Les Suisses votent sur l'économie verte, l'AVS et le renseignement

Les Suisses se prononceront le 25 septembre sur l'économie verte, l'AVS et la nouvelle loi ...
Les Suisses votent sur l'économie verte, l'AVS et le renseignement

Les Suisses votent sur l'économie verte, l'AVS et le renseignement

Photo: Keystone

Les Suisses se prononceront le 25 septembre sur l'économie verte, l'AVS et la nouvelle loi sur le renseignement. Le Conseil fédéral a fixé mercredi la liste des sujets soumis en votation.

L'initiative populaire 'Pour une économie durable et fondée sur une gestion efficiente des ressources (économie verte) demande que la Suisse réduise son empreinte écologique d'ici 2050 à une planète au lieu de trois. Le Parlement a finalement renoncé à proposer une alternative.

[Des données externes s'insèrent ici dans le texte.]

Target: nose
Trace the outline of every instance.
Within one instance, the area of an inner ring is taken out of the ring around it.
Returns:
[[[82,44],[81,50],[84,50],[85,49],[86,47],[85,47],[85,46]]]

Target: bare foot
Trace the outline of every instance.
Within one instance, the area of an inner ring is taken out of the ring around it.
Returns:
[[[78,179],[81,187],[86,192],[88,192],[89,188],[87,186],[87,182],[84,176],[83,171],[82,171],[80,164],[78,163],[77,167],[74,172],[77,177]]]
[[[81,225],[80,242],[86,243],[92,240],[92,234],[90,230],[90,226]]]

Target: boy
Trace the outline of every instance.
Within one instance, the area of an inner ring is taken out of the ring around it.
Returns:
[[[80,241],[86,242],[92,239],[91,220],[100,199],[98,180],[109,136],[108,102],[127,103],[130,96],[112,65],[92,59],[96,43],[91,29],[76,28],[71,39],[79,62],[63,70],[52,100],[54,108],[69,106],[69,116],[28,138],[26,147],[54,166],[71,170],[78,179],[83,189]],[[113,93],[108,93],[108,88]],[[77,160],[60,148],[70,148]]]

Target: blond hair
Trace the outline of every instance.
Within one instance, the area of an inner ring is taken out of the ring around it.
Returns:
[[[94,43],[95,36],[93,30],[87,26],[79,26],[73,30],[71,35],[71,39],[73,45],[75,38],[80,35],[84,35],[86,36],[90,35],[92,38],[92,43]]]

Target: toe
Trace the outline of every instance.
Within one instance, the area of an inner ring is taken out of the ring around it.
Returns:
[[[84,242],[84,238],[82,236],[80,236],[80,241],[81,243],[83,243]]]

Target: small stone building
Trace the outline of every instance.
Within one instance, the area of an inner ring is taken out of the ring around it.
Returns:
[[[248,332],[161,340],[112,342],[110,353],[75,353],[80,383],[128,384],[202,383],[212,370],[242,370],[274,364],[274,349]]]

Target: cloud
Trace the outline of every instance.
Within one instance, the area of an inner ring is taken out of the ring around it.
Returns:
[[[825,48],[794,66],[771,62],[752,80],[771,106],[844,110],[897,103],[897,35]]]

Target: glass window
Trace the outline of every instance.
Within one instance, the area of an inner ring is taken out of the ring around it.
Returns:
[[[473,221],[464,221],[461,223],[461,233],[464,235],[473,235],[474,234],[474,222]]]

Le Conseil fédéral voulait initialement un contre-projet visant aussi à préserver les ressources naturelles, mais sans objectifs quantitatifs. Il reposait sur une participation volontaire de l'économie, la Confédération ne devant intervenir que si les mesures ne conduisent pas à l'objectif recherché.

Mais la proposition a été édulcorée au fil des débats parlementaires. Au final, la droite qui ne voulait pas de nouvelles dispositions et ceux qui ne pouvaient plus se satisfaire d'une version si allégée se sont alliés pour tordre le cou au contre-projet.

L'initiative populaire 'AVSplus: pour une AVS forte', déposée par les syndicats et la gauche, demande une hausse de 10% des rentes. Elle veut revaloriser le poids de l'assurance vieillesse et survivants (AVS) dans le système des retraites. Le camp bourgeois préfère miser sur le projet de prévoyance vieillesse 2020.

Renseignement

La nouvelle loi sur le renseignement vise à offrir au Service de renseignement de la Confédération (SRC) un nouvel arsenal de mesures pour lutter contre le terrorisme, la prolifération d'armes et l'espionnage. Tout en renforçant la surveillance du SRC.

En dernier recours, les agents du SRC pourront surveiller des communications (courrier, téléphone, courriel), observer des faits dans des lieux privés, si nécessaire en installant des micros, ou perquisitionner secrètement des systèmes informatiques et y installer des 'chevaux de Troie'.

Malgré les cautèles ajoutées au fil des débats parlementaires, les opposants, gauche et Parti pirate, ont estimé que le projet allait trop loin et déposé un référendum.